J’aime ces moments, ou je ne suis plus toute seule, mais je me sens mal à l’aise avec lui. Il y a une sorte de gêne entre nous depuis l’autre soir.
Et bien sûr, le samedi de tous les dangers est arrivé. Mauricette est venue comme tous les matins, pour la traite. Au moment de retourner chez elle, elle m’a lancé, en passant la tête par la porte.
— Je t’ai laissé la surprise sur ton lit, pour ce soir ! Et tu as intérêt à te pointer avec ma belle, sinon, gare à tes fesses !
Gloups, son regard me fixe froid et déterminé. Je déglutis péniblement, un coup de chaud vient me prendre le cœur. Elle reprend,
— Je ne veux pas rester là-bas jusqu'au premier janvier, alors, tu vas devoir te sacrifier.
Je la regarde un brin paniquer. Je m'imagine attachée à un arbre, pendant que l'on me lance des cailloux, condamnée pour ne pas avoir aimé Noël.
— Heu, me sacrifier comment ?
— Tu verras, je suis certaine que tu vas adorer. Et rassure-toi, moi aussi j'en ai un. Bon, je te laisse, je dois aller aider Paul avec les chalets. Et au fait, apporte un de tes trucs à poils, les gosses les aiment bien ces machins.
Elle me désigne un lapin.
— Moi, à part en sauce moutarde, je ne les supporte pas ces boules de poils.
Elle me fait un signe de la main, puis s'en va comme un coup de vent. Il va falloir que je me rappelle de fermer ma grange à clé quand elle sera dans les parages. Mauricette, je l'aime, mais parfois, elle me fait peur !
Je finis de brosser ma dizaine de lapins, puis je rentre manger. Émilien m'attend de pied ferme devant sa maison.
— Tu es en retard, j'allais venir te chercher.
Et la barbe, j'aurais aimé rester chez moi au chaud ce midi, au lieu de cela, il va falloir que je rentre me changer, puis ressorte dans ce froid sibérien, pour aller manger dans la maison juste à côté.
— Je préparais le stock pour le marché.
— Ha ! bien. Tu penses à prendre mes produits pour ce soir ?
Je gravis les marches jusque chez moi d'un pas lent et fatigué.
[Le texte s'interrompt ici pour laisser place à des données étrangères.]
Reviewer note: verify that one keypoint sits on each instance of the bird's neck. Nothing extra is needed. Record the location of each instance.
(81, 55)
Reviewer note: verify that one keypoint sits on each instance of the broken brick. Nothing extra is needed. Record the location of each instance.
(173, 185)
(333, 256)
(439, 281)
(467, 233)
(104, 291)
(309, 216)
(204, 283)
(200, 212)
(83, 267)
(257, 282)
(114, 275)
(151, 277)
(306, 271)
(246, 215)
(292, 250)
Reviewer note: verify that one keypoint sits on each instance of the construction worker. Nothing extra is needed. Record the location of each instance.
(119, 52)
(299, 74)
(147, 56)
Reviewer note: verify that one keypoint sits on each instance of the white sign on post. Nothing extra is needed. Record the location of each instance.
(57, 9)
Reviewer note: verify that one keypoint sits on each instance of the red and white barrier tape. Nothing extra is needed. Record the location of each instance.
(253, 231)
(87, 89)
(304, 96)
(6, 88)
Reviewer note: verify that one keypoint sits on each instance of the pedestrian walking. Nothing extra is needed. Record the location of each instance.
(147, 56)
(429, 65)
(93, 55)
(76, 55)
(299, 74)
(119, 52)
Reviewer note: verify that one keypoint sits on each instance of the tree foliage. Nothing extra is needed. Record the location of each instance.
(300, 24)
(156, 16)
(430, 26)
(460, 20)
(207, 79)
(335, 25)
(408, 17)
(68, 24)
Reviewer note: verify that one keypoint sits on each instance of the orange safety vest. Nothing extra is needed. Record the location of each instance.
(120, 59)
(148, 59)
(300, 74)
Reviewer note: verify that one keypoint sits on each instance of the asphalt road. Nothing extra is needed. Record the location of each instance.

— Oui, c'est fait. Je m'en suis occupée hier soir. Il suffira de prendre le lait frais et je suis dans les clous.
— OK, tu te changes, je t'attends.
Je fais la grimace et je le vois qui me fixe le regard interrogateur.
— Tu ne veux pas manger ?
Je soupire,
— Oui, je veux manger, mais venir chez toi, chaque fois, c'est un peu gênant à la longue. Et puis il fait froid, j'en ai marre de me geler avant tous mes repas. Je pense que je vais prendre celui-ci chez moi, tranquillement.
Je le vois perdre son sourire, foncer les sourcils et pincer ses lèvres dans une mimique mécontente.
— J'ai cuisiné pour toi, tu ne vas pas me laisser en plan ?
Je suis indécise, d'un côté il est là devant moi tout penaud, et de l'autre, j'ai envie de rester chez moi au chaud.
— Bon, d'accord. Mais ce soir, après le marché je rentre chez moi et je n'en sors plus. Et demain matin aussi, je reste au chaud chez moi.
— Je cuisine mal ?
— Non, tu cuisines très bien, mais je vais t'avouer que devoir sortir dehors de bon matin pour prendre son petit déjeuner, cela refroidit légèrement l'envie. Pareil pour le soir.
Je le sens déçu.
— C'est vraiment gentil à toi de faire tous ces efforts, mais cela n'est pas nécessaire, je te l'assure.
— Cela me faisait plaisir de te faire à manger. J'ai l'impression de ne servir à rien, en restant enfermé ici.
J'ai le bout du nez qui commence à geler. Discuter le bout de gras par zéro degré ce n'est vraiment pas mon truc.
— Écoute, je reviens, et l'on en discute tranquillement chez toi. D'accord ?
Il me regarde l'œil triste.
— D'accord.
Il rentre chez lui, le pas trainant. Et moi je me précipite dans mon chez-moi tout chaud et tout doux. Une fois changée, je soupire puis enfile mon anorak. J'ouvre ma porte et le froid une fois de plus me fait grimacer. Je frappe à la porte d'Émilien et entre. Il m'attend assis, le regard dans le vide.
— C'est bon, je suis là !
Il relève la tête, me sourit, le regard, toujours dans le vide.
— Émilien, tu vas bien ?
Pas de réponse, il réfléchit intensément.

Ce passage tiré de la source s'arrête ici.